The U.S. Supreme Court ruled Thursday morning that Oklahoma does not have jurisdiction to prosecute a major crime involving a Native American, honoring historical boundaries of the Muscogee (Creek) Nation.
This case focused primarily on eastern Oklahoma, exploring jurisdiction of the Muscogee Creek Nation (although the ruling affects several Native American tribes) after Oklahoma became a state in 1907. The ruling confirms that Native American reservations were not officially terminated upon statehood, which prevents state authorities from prosecuting offenses involving Native Americans on said land.
Justice Neil Gorsuch delivered the ruling in court Thursday morning.
“The federal government promised the Creek a reservation in perpetuity. Over time, Congress has diminished that reservation. It has sometimes restricted and other times expanded the Tribe’s authority. But Congress has never withdrawn the promised reservation. As a result, many of the arguments before us today follow a sadly familiar pattern. Yes, promises were made, but the price of keeping them has become too great, so now we should just cast a blind eye. We reject that thinking. If Congress wishes to withdraw its promises, it must say so. Unlawful acts, performed long enough and with sufficient vigor, are never enough to amend the law. To hold otherwise would be to elevate the most brazen and longstanding injustices over the law, both rewarding wrong and failing those in the right.”
The ruling overturned the conviction of Jimcy McGirt, who was convicted in a state court of child sexual assault. He argued that he should have been tried in a federal court – not by the state government – because he is a tribal citizen, and the alleged crime occurred on Creek land. McGirt’s lawyers argued that Congress never technically ended reservation status for eastern Oklahoma.

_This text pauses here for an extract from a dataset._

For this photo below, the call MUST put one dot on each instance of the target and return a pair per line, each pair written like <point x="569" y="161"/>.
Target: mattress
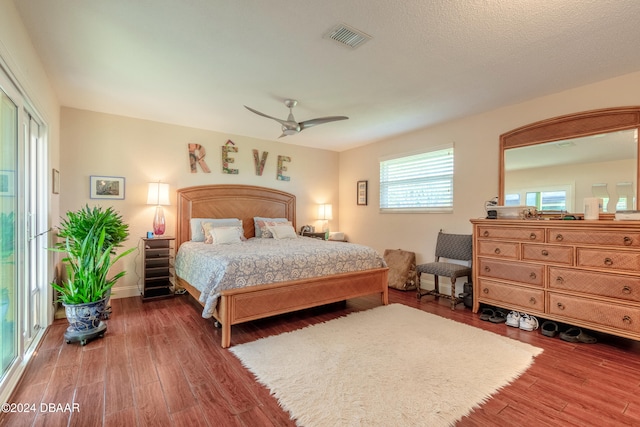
<point x="214" y="268"/>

This ruling comes after a similar incident in 2018 that resulted in a presumably deadlocked Supreme Court jury. Patrick Murphy, a member of the Creek Nation, was convicted of murder in a state court and was sentenced to death. After the ruling, it was revealed that the alleged crime was committed on Indian land; Murphy then made similar arguments to McGirt, claiming he should only be tried by the federal government. The case was argued in front of an eight-member Supreme Court jury, as Justice Gorsuch recused himself. The vote was then deadlocked. Today’s ruling settles that case, and opens thousands of other rulings concerning tribal citizens convicted in state courts.